Andando con ordine, confronto valevole per la sedicesima giornata della serie A1 di pallamano femminile. Un duello di rilevante importanza nella lotta per raggiungere gli spareggi scudetto, traguardo a cui entrambe le contendenti ragionevolmente aspirano: al termine della stagione regolare, saranno le prime otto in classifica a giocare le sfide valevoli per il triangolino tricolore. Come detto, il primo tempo si rivela di netta marca casalgrandese. La Padana fa la voce grossa fin dal primo minuto: al 10′ le padrone di casa sono in vantaggio sul 4-1, mentre 600 secondi più tardi il tabellone luminoso indica un eloquente 8-2 a favore dell’organico allenato da Elena Barani: a stretto giro, giunge addirittura il 10-2. Nei 23 minuti iniziali, le biancorosse concedono soltanto 2 gol alle avversarie: un dato che la dice senza dubbio lunga sulla solidità difensiva evidenziata dalle beniamine di casa per quasi tutta la prima frazione di gioco. Poco prima dell’intervallo, le ragazze venete trovano modo di ricucire parte dello strappo: l’11-6 a favore di Casalgrande con cui si chiude il primo tempo è in realtà l’inizio di un’imperiosa rimonta da parte delle protagoniste ospiti, una rimonta che si concretizza in modo lento ma costante.

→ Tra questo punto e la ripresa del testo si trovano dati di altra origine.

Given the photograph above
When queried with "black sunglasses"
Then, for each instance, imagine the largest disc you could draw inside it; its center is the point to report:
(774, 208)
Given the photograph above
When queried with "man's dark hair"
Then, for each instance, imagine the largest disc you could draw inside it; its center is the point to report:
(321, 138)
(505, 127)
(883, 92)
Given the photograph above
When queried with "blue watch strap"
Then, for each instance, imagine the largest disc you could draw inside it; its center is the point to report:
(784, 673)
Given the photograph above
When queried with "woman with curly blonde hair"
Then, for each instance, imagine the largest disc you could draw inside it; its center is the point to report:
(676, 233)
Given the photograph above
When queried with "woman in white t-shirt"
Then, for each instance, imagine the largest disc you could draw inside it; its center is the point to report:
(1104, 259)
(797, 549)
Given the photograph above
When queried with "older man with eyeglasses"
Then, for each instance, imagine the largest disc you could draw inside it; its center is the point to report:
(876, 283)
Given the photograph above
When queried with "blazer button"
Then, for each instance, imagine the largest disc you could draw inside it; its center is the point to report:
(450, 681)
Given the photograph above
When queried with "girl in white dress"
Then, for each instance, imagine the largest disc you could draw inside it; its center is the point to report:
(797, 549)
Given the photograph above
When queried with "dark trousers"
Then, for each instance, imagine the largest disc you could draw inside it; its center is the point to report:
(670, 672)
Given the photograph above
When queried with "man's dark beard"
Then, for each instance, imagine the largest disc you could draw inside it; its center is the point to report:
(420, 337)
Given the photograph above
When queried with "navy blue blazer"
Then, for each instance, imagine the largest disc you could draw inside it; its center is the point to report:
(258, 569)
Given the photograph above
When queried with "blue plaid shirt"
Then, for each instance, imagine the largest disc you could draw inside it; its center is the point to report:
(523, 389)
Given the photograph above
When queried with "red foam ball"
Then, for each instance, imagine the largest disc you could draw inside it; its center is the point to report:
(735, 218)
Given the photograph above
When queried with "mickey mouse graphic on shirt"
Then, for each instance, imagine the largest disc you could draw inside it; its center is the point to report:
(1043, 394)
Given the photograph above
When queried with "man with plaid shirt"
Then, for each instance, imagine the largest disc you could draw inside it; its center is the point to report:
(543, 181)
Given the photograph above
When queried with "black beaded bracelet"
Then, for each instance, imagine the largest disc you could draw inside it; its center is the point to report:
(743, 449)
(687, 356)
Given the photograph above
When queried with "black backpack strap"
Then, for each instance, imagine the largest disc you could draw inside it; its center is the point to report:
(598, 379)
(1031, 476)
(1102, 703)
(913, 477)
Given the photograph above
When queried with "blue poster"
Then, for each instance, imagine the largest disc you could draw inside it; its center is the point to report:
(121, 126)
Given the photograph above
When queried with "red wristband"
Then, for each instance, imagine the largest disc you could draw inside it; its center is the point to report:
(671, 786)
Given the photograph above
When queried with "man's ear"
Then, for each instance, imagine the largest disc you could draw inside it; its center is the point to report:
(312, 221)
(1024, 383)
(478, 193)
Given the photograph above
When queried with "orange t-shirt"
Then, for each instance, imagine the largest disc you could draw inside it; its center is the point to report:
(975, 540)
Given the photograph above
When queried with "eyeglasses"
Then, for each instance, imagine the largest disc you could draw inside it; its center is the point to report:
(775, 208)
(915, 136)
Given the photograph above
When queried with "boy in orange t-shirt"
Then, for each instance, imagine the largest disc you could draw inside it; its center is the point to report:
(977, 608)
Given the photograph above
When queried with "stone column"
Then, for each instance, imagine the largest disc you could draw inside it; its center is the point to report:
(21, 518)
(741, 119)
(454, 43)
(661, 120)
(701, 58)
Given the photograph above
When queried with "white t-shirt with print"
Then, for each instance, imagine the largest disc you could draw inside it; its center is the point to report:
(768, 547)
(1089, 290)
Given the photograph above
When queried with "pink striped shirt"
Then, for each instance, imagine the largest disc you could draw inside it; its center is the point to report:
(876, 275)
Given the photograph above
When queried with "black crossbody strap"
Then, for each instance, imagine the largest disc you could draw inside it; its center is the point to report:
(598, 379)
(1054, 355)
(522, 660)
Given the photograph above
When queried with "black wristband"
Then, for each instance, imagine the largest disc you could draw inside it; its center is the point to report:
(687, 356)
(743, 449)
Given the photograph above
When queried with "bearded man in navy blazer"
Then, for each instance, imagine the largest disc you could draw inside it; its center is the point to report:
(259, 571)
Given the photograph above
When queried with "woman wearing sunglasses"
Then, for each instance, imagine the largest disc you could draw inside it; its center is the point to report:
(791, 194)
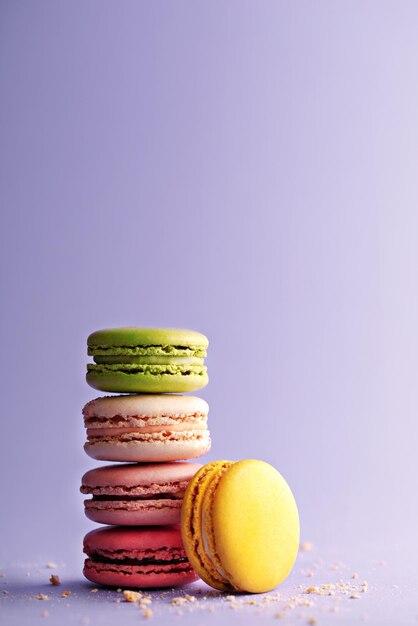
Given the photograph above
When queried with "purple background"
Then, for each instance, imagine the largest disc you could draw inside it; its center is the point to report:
(246, 169)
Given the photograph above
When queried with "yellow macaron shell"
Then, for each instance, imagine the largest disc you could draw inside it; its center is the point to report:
(255, 525)
(240, 525)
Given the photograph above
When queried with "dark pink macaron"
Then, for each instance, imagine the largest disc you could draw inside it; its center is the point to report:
(137, 494)
(137, 557)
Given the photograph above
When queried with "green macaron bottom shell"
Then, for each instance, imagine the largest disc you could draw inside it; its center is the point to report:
(137, 378)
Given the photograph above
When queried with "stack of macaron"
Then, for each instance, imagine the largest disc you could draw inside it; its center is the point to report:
(150, 429)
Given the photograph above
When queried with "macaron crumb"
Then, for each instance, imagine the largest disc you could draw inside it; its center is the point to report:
(132, 596)
(178, 601)
(54, 580)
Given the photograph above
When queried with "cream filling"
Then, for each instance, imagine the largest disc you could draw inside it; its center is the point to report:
(144, 430)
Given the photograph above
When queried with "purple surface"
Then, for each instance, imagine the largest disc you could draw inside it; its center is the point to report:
(246, 169)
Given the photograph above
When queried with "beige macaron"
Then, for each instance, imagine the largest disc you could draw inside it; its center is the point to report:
(146, 428)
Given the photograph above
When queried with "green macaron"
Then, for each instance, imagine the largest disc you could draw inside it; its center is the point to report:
(147, 360)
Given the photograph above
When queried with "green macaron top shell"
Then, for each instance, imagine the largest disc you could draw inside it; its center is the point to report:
(147, 342)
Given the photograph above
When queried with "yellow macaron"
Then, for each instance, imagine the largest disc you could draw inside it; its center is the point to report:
(240, 525)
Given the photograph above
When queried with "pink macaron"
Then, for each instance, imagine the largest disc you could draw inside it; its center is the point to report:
(146, 428)
(137, 494)
(137, 557)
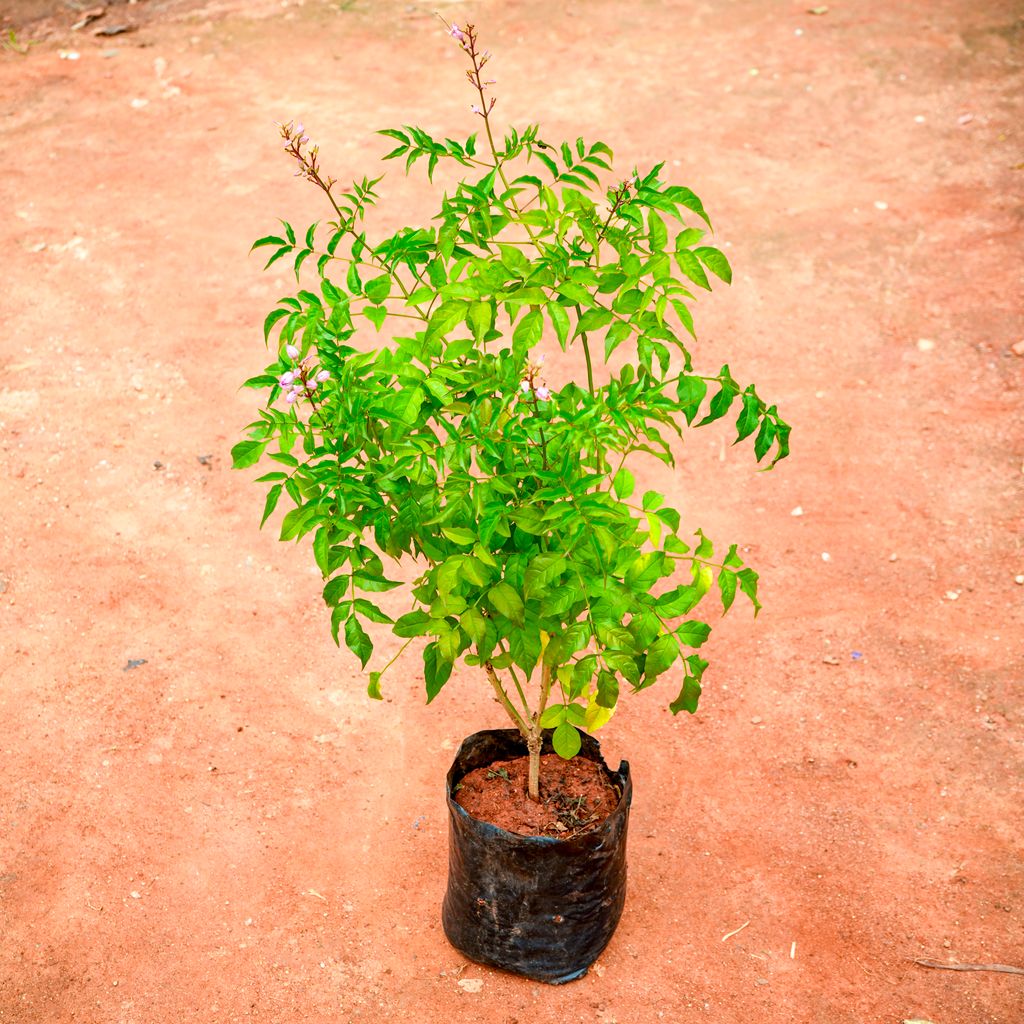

Nel corso della ripresa, le padrone di casa incontrano più difficoltà nel costruire le proprie movimentazioni di gioco: le difficoltà riguardano in particolare modo la fase difensiva, non più così granitica e concreta come quella vista durante la prima metà della gara. Ad ogni modo, al 40′ la formazione ceramica è ancora avanti sul 15-12: Padana ancora avanti anche al 50′, sul punteggio di 19-17. Al 57′ le biancorosse conducono 21-19, e la vittoria locale sembra cosa praticamente fatta: tuttavia di lì a pochissimo arriva la parità sul 21-21, e l’equilibrio in termini di punteggio non si spezzerà più fino al termine. Finale concitato, con i due rigori che gli arbitri concedono dopo avere visionato il replay video. Il primo è a favore della Casalgrande Padana, e viene assegnato in seguito all’intervento di Judy Ghonim su Margherita Rossi: Francesca Franco realizza impeccabilmente. Tuttavia, quando mancano 7 secondi al termine, la stessa Francesca Franco intralcia la rimessa in gioco delle padovane: ancora immagini Ivr e ancora rigore, ma stavolta a favore della compagine ospite. Alla capitana biancorossa viene comminata un’espulsione con cartellino blu, e poi Judy Ghonim trasforma la conclusione dai 7 metri che vale il definitivo pari.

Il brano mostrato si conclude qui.